Op-Ed: James Erwin: How Republicans can defund NPR
A step-by-step plan to defund NPR, brought to you by James Erwin.
Taxpayers should not be required to fund a news outlet. As I testified to the House Energy and Commerce’s Subcommittee on Oversight and Investigations in May, state-funded media outlets have no place in a free society.
Yet Americans have been stuck subsidizing National Public Radio (NPR) since 1970. A grand total of $28 billion has been shoveled at the radio network, even as it has run stories as deranged as how the names of bird species are racist and a justification of looting.
The fact that consumers have an endless supply of high-quality podcasts not subsidized by the taxpayer renders NPR unnecessary. The fact that NPR is a taxpayer-funded propaganda machine for the Democratic Party, staffed with left-wing ideologues, makes any Republican voting to fund it downright masochistic.
Republicans could completely defund the Corporation for Public Broadcasting in a reconciliation package next year. CPB is requesting $565 million for the next fiscal year — over a decade, that’s $5 billion dollars in tax cuts you’ve paid for.
Some Republicans will object, citing the CPB talking point that over 70 percent of funding goes to affiliates stations, not the national outlets. In fact, NPR claims that only about 1 percent of its funding comes from taxpayers.
If this is true, Republicans should cut 30 percent of CPB’s budget outright and include a rider that restricts tax dollars to keeping affiliates afloat in rural markets. But this would be a half measure because of the shell game that launders taxpayer funding for NPR through affiliates.
Officially, 31 percent of NPR’s funding comes from licensing fees paid by affiliates. These stations receive $128 million in federal grants annually. Affiliates are required to keep track of how much of their federal grants end up back with NPR, but a 2011 GAO audit of 29 stations found that the majority did not maintain these records. There has been no significant audit since.
If they won’t defund NPR completely, Republicans have two options in a reconciliation package. They can cut CPB’s topline and include a stipulation that affiliates may not use their CPB grants to pay licensing fees to NPR. They can also defund NPR through the tax code by prohibiting any federal funding for NPR and include a new box on tax returns for taxpayers to make a voluntary donation, similar to the Presidential Elections Fund.
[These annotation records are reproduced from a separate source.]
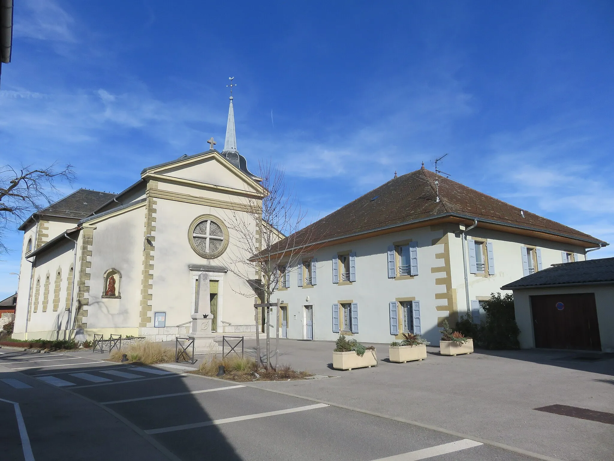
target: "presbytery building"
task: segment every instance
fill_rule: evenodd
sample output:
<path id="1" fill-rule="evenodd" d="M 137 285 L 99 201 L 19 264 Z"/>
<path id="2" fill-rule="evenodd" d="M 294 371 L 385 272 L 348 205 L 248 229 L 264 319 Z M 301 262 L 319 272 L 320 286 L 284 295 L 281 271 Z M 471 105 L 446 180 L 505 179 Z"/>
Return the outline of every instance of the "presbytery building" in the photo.
<path id="1" fill-rule="evenodd" d="M 266 191 L 237 151 L 232 99 L 221 153 L 212 138 L 206 152 L 147 167 L 120 194 L 81 189 L 21 225 L 14 338 L 174 339 L 190 329 L 203 273 L 211 331 L 255 334 L 256 274 L 244 276 L 251 255 L 231 224 L 257 240 Z"/>
<path id="2" fill-rule="evenodd" d="M 282 336 L 389 343 L 413 333 L 433 344 L 445 319 L 483 320 L 503 285 L 607 245 L 424 164 L 287 238 L 271 252 Z"/>

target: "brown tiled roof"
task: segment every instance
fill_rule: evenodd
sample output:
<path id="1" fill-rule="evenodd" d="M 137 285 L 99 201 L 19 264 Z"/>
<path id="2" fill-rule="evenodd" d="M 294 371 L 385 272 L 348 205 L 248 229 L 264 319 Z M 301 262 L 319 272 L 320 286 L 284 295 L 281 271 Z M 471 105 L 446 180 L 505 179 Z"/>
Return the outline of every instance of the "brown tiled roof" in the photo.
<path id="1" fill-rule="evenodd" d="M 35 216 L 81 219 L 91 215 L 115 196 L 115 194 L 110 192 L 80 189 L 33 214 L 21 224 L 20 230 L 23 230 L 25 224 Z"/>
<path id="2" fill-rule="evenodd" d="M 487 195 L 447 178 L 417 170 L 395 178 L 321 219 L 287 237 L 289 247 L 319 243 L 370 230 L 433 218 L 454 216 L 558 234 L 594 243 L 605 243 L 587 234 Z M 289 248 L 286 239 L 276 248 Z"/>

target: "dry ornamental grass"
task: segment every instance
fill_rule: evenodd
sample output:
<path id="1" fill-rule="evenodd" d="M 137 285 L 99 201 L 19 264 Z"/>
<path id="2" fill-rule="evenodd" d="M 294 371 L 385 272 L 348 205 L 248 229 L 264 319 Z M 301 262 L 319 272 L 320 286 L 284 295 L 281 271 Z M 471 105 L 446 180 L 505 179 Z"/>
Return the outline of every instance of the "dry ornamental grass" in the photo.
<path id="1" fill-rule="evenodd" d="M 287 381 L 288 380 L 305 379 L 313 376 L 306 371 L 292 369 L 287 364 L 279 365 L 277 369 L 258 368 L 256 361 L 251 357 L 238 356 L 220 359 L 216 356 L 203 361 L 198 369 L 193 372 L 205 376 L 216 376 L 220 365 L 223 365 L 225 374 L 221 377 L 233 381 Z"/>
<path id="2" fill-rule="evenodd" d="M 132 344 L 121 350 L 114 350 L 109 360 L 121 361 L 123 354 L 126 354 L 129 361 L 139 362 L 146 365 L 175 361 L 175 350 L 166 347 L 159 342 L 145 341 Z"/>

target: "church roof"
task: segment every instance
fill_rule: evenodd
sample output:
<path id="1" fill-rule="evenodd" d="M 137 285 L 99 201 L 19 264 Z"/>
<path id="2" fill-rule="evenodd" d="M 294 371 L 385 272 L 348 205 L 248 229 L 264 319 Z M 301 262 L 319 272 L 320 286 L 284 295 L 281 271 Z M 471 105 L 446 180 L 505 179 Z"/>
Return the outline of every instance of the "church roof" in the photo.
<path id="1" fill-rule="evenodd" d="M 588 246 L 602 240 L 521 210 L 452 179 L 439 177 L 440 202 L 433 171 L 422 169 L 391 179 L 335 211 L 289 236 L 273 248 L 297 248 L 435 218 L 456 217 L 562 237 Z M 425 224 L 425 225 L 427 225 Z"/>
<path id="2" fill-rule="evenodd" d="M 63 199 L 60 199 L 49 207 L 33 213 L 20 226 L 19 230 L 25 230 L 26 224 L 31 219 L 37 216 L 68 218 L 74 219 L 82 219 L 110 200 L 112 200 L 114 197 L 115 197 L 115 194 L 110 192 L 80 189 Z"/>

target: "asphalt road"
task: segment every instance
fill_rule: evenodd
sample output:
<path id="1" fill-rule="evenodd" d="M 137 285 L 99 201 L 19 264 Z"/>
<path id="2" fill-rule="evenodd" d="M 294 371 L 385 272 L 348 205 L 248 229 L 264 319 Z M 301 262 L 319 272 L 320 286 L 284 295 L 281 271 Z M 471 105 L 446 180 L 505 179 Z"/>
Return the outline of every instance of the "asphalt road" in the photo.
<path id="1" fill-rule="evenodd" d="M 18 404 L 24 423 L 20 433 L 14 403 L 0 401 L 3 460 L 530 459 L 180 369 L 0 352 L 0 398 Z M 22 440 L 29 441 L 32 457 Z"/>

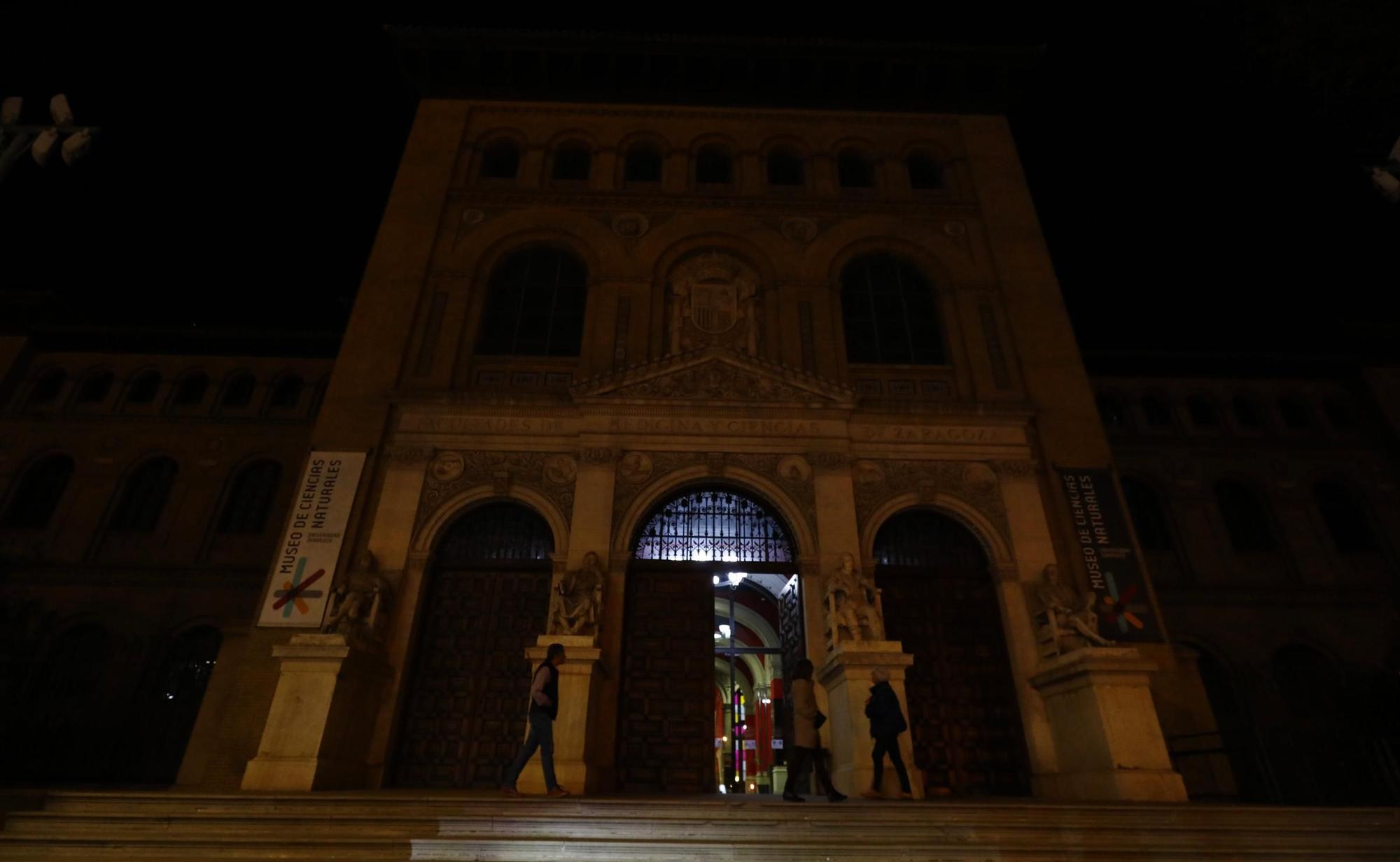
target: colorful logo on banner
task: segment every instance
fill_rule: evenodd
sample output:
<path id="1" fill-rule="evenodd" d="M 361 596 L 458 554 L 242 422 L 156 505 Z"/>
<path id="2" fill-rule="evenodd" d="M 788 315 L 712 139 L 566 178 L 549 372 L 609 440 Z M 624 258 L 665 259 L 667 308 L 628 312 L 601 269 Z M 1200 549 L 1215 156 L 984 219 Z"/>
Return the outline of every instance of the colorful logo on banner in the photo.
<path id="1" fill-rule="evenodd" d="M 272 561 L 259 626 L 319 627 L 364 452 L 312 452 Z"/>
<path id="2" fill-rule="evenodd" d="M 1058 472 L 1079 557 L 1096 596 L 1099 634 L 1117 641 L 1161 641 L 1113 473 L 1088 467 Z"/>

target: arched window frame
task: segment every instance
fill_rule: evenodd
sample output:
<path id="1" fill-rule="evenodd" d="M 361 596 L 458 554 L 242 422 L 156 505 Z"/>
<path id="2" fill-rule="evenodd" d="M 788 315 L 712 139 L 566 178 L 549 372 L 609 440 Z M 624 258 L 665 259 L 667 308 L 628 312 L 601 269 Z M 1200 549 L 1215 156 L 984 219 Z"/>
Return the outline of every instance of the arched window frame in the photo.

Democrats will object to a voluntary contribution because of threats to democracy, or whatever. But reasonable people will agree that taxpayers should volunteer their money for a media outlet like NPR. In this compromise, NPR is still getting hundreds of millions of dollars in free advertising by having their fundraising appeal mailed to every taxpayer in America, and Republican voters will no longer have to pay for a radio station that regards them with disgust.
It is the bare minimum Republicans can do with a trifecta, for their own sake as well as their constituents’. If they fail to act given the opportunity next year, they will have funded another decade of propaganda for the other party with our taxes.
James Erwin works on telecommunications and tech issues for Americans for Tax Reform and is Executive Director of Digital Liberty.